Конечно, я бы не выбросил на дорогу человека, которому было далеко за семьдесят, но угроза такого наказания заставила обоих попутчиков замолкнуть. Более того, они даже не решались на нас смотреть. Впрочем, это только облегчило наше общение.
— Элоиза и Абсалом, — задумчиво произнес Элиас, возвращая меня к насущным вопросам. — Эти имена совершенно не сочетаются. Встретил бы их в поэме, не стал бы читать.
— Вероятно, миссис Пеппер не обращала внимания на дурные предзнаменования, настолько очарована она была своим покойным мужем.
— Можно только гадать, что за человек он был, — продолжал рассуждать Элиас. — Не понимаю, какие причины, кроме его личного обаяния, были у компании, чтобы столь щедро заплатить его вдове.
— Мне кажется, это очевидно, — сказал я. — Они совершили что-то поистине ужасное и сделали все, чтобы вдова молчала.

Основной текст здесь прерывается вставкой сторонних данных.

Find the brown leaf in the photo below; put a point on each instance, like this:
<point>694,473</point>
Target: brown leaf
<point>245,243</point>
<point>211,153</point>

— Интересная гипотеза, — согласился Элиас, — но есть одна загвоздка. Видишь ли, если бы компания предложила ей двадцать или даже тридцать фунтов в год, история с рентой от гильдии могла бы выглядеть вполне правдоподобной. Но сто двадцать фунтов? Даже столь ослепленная мифическими достоинствами покойного супруга вдова не может не сознавать, что подобная благотворительность — нечто исключительное. И если компания как-то повинна в смерти этого человека, зачем ей привлекать внимание такими экстравагантными поступками?
Он задал хороший вопрос, на который я не мог сразу ответить.
— Может, преступление, которое совершила компания, настолько ужасно, что они предпочитают чрезмерной благотворительностью скрыть правду. Может, вдова знает, что гильдия здесь ни при чем, но желает поддерживать миф о том, что мистер Пеппер был лучшим из мужчин.
Элиас обдумал эту гипотезу, но не пришел ни к какому здравому заключению, и мы решили, что не найдем здесь логики, пока не узнаем больше.